Participation in this study was voluntary and all students provided full and informed consent prior to participating. To document response process, trained researchers kept a decision journal on the challenges and questions they encountered in the writing of items, administration of the survey, and interpretation of the results. These entries were used to continually adjust the items throughout the validation process, and track where we experienced challenges in the development of the new instrument. The study was approved by [redacted] University’s Institutional Review Board (Protocol #920339).
All statistical analysis were performed using SAS 9.4 and statistical significance was assessed using an alpha level of 0.05. Descriptive statistics on all variables were determined overall, and by measurement time where appropriate.
In using Downing’s (18) multi-component approach to assessing validity, we prioritized internal structure validity in the analysis. To this end, the team assessed the instrument’s internal structure using confirmatory factor analysis (CFA) by making use of each student’s first administration of the survey. Fit statistics including the chi-square test, root mean square error of approximation (RMSEA)<0.08, Bentler’s Comparative Fit Index (CFI)>0.95, Bentler and Bonnett’s Non-Normed Index (NNI)>0.90, and Bentler and Bonnet’s Normed Fit Index (NFI)>0.90. If fit statistics indicated an adequate fit to the factor structure, parameter estimates and whether each was statistically different from 0, variances of exogenous variables being different than 0, and covariances among the exogenous variables being different than 0 were examined. The analysis plan included use of full information maximum likelihood for parameter estimation, the five factors identified in Avey et al.’s (16) original ownership instrument were used in the CFA: Territoriality (4 items), Accountability (5 items), Self-efficacy (6 items), Belongingness (5 items), and Self-Identification (6 items).

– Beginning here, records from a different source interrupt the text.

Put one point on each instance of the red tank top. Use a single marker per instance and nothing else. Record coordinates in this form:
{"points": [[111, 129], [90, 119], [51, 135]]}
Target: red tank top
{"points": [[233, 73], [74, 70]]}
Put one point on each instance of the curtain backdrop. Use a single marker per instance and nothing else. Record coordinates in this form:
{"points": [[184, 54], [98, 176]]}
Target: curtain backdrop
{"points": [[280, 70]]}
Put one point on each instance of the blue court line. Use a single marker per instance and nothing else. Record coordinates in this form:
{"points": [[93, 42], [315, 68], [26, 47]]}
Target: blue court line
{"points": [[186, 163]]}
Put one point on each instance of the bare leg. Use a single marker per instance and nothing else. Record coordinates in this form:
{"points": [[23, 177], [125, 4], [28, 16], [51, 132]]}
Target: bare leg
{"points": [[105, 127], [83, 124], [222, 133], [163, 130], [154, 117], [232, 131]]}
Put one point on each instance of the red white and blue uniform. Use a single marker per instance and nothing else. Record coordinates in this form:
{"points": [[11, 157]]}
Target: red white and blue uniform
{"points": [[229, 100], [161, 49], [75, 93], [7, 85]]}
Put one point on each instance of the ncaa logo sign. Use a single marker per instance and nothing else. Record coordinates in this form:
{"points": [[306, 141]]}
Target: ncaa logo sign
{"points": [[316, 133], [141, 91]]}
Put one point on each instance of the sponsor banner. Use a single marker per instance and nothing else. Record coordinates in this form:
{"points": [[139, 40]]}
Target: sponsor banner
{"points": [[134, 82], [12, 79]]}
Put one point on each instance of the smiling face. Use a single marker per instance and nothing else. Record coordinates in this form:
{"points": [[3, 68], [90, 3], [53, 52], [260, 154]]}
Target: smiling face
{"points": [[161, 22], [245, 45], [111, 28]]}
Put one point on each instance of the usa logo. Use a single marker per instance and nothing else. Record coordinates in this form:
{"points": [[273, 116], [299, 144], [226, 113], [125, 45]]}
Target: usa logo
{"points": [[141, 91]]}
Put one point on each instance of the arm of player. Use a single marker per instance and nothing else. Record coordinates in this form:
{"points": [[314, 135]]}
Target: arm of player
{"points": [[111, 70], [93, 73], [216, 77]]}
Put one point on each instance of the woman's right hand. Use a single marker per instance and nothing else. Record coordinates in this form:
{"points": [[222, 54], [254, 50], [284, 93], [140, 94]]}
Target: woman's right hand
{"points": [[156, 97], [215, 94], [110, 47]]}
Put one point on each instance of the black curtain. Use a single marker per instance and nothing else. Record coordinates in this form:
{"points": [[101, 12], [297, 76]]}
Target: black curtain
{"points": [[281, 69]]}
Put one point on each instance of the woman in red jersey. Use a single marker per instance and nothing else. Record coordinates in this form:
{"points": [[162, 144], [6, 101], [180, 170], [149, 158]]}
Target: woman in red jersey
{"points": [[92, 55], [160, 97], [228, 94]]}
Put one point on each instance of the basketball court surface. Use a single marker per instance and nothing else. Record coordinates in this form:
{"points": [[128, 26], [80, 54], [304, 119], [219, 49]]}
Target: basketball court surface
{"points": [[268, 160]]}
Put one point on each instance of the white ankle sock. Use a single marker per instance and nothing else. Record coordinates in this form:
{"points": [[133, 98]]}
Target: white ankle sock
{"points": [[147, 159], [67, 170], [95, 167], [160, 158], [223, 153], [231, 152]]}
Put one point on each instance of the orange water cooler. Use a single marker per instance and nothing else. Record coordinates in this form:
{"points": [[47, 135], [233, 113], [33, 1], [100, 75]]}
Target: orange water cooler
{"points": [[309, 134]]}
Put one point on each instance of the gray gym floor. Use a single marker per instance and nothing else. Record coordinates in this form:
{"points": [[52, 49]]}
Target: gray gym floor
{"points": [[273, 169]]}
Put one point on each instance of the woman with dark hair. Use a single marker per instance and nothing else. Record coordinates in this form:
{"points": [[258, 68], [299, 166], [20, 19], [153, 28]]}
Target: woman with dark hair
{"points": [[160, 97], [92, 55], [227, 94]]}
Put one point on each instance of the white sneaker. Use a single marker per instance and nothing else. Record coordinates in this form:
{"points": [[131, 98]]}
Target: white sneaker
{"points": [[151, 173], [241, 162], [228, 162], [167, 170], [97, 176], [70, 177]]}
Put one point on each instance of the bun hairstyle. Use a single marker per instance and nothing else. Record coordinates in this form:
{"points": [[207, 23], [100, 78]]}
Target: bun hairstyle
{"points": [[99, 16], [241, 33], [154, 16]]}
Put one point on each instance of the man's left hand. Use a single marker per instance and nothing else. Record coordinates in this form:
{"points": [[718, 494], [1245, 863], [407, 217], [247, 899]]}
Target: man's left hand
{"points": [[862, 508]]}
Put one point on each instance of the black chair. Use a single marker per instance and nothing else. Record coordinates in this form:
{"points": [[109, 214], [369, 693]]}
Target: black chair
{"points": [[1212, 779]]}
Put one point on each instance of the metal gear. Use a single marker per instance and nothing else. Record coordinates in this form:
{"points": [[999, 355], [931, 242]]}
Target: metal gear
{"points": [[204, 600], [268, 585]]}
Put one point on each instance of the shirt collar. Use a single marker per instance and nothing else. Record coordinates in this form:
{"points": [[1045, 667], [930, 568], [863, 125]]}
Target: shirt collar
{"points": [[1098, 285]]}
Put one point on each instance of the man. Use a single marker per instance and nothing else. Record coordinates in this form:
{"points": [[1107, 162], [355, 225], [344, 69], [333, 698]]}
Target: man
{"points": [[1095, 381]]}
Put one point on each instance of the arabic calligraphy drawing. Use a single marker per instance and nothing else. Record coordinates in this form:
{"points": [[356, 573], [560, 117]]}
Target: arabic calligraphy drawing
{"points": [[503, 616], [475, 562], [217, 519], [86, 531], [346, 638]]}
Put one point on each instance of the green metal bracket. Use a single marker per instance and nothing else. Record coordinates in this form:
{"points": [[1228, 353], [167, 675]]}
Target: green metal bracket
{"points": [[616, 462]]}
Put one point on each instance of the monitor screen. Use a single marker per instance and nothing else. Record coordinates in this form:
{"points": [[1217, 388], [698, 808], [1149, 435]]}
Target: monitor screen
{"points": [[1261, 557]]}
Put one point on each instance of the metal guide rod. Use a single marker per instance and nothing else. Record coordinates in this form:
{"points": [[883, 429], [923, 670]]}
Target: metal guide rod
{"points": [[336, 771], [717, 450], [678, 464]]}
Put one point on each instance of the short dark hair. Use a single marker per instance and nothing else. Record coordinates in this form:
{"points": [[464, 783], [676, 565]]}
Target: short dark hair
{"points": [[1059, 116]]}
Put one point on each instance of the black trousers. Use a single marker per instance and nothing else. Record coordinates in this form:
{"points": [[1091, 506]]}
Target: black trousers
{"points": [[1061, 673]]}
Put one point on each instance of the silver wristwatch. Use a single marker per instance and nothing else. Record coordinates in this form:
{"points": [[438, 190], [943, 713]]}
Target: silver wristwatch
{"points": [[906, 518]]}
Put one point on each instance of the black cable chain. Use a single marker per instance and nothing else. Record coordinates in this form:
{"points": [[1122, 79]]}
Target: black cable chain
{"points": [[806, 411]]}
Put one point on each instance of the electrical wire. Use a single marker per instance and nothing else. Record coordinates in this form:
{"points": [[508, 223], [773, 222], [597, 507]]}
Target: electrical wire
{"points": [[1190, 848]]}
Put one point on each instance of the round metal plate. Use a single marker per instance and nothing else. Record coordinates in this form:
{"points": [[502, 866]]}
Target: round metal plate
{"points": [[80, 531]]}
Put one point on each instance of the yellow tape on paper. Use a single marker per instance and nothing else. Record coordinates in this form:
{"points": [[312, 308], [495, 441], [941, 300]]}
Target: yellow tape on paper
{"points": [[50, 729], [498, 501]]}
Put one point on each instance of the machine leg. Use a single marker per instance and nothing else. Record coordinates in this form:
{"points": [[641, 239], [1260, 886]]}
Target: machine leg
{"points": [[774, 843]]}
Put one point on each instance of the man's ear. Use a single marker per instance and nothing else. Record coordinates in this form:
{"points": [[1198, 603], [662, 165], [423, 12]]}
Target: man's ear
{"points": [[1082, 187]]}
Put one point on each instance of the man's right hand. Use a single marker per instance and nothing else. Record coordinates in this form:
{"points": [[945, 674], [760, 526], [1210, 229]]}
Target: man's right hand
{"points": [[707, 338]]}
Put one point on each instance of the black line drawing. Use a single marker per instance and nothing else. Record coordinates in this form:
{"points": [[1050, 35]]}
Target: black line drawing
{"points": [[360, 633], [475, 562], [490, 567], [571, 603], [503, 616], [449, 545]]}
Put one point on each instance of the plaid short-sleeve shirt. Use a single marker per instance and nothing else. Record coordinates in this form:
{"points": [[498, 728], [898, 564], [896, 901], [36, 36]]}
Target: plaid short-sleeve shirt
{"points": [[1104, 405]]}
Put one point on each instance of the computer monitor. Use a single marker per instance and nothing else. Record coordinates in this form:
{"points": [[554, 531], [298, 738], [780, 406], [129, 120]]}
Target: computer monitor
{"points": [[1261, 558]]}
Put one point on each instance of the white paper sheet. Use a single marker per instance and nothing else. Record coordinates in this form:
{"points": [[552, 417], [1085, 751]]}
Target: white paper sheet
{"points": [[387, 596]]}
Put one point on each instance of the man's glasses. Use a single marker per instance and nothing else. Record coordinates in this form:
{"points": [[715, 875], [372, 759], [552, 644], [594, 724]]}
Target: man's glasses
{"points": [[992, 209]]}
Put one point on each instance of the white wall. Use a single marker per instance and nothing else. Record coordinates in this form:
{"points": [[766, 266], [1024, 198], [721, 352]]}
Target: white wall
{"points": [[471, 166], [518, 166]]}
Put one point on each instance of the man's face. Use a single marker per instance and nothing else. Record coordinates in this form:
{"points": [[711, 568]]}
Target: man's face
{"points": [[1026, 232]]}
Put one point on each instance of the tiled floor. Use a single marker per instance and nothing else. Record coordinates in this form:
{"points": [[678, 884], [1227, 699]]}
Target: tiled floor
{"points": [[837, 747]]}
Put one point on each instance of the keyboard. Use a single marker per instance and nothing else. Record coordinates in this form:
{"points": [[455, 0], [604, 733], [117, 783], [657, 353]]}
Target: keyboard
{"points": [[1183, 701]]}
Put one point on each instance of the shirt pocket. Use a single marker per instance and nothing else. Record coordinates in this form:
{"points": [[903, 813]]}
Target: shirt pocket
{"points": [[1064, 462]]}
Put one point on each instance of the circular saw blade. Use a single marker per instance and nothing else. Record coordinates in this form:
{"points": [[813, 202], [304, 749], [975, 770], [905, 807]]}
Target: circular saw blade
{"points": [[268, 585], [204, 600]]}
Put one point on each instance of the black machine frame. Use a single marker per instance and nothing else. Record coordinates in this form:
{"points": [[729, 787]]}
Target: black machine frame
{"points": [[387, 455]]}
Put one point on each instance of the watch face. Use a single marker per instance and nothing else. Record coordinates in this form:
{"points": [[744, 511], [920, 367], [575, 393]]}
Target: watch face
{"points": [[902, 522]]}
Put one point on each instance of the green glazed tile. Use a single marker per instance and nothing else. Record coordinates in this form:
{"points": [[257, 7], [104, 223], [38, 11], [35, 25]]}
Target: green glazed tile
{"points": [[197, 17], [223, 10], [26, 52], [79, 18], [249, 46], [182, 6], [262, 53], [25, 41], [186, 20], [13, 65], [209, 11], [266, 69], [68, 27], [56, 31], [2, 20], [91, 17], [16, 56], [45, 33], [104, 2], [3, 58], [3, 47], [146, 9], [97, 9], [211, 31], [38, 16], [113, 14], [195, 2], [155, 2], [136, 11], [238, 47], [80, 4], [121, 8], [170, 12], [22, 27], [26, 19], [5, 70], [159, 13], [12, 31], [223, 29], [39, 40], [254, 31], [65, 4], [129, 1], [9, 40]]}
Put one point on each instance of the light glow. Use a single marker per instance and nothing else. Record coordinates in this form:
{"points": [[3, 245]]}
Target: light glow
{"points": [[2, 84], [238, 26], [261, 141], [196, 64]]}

As the CFA did not confirm the initial five factor models, an exploratory factor analysis was performed using a principal components extraction method with varimax rotation and Kaiser normalization. The number of factors was determined using eigenvalues>1, a scree plot, and parallel analysis. Items that loaded on two or more factors or did not load within a minimum factor loading of 0.40 were excluded.
Cronbach’s alpha was determined for the overall and sub-scales in the revised ownership scale. Pearson correlations of the overall and sub-scales revised factors were calculated.
To examine relationships between the revised sub-scales and various variables, two-sample t-tests, Pearson correlations, and one-way ANOVA between different racial/ethnic groups with a Tukey-Kramer multiple comparison procedure were examined. Other demographics included age, gender, year in medical school, clinical settings, including identification of the campus, type of clinical setting, and number of students on rotation. Assessing the number of students on the team is important because it has potential to affect feelings of patient care ownership and ownership behavior (7). Given the literature on patient care ownership and how it develops, the research team expected to find correlations between the adapted Patient Care Ownership Survey and Teamwork Assessment Scale (25), and the Burnout Inventory Survey (26).
To assess consequential validity, mixed models were used to examine whether changes over time were seen for both the original and exploratory sub-scales. The subject was considered the random effect and survey administration time (1, 2, or 3) was considered a fixed effect.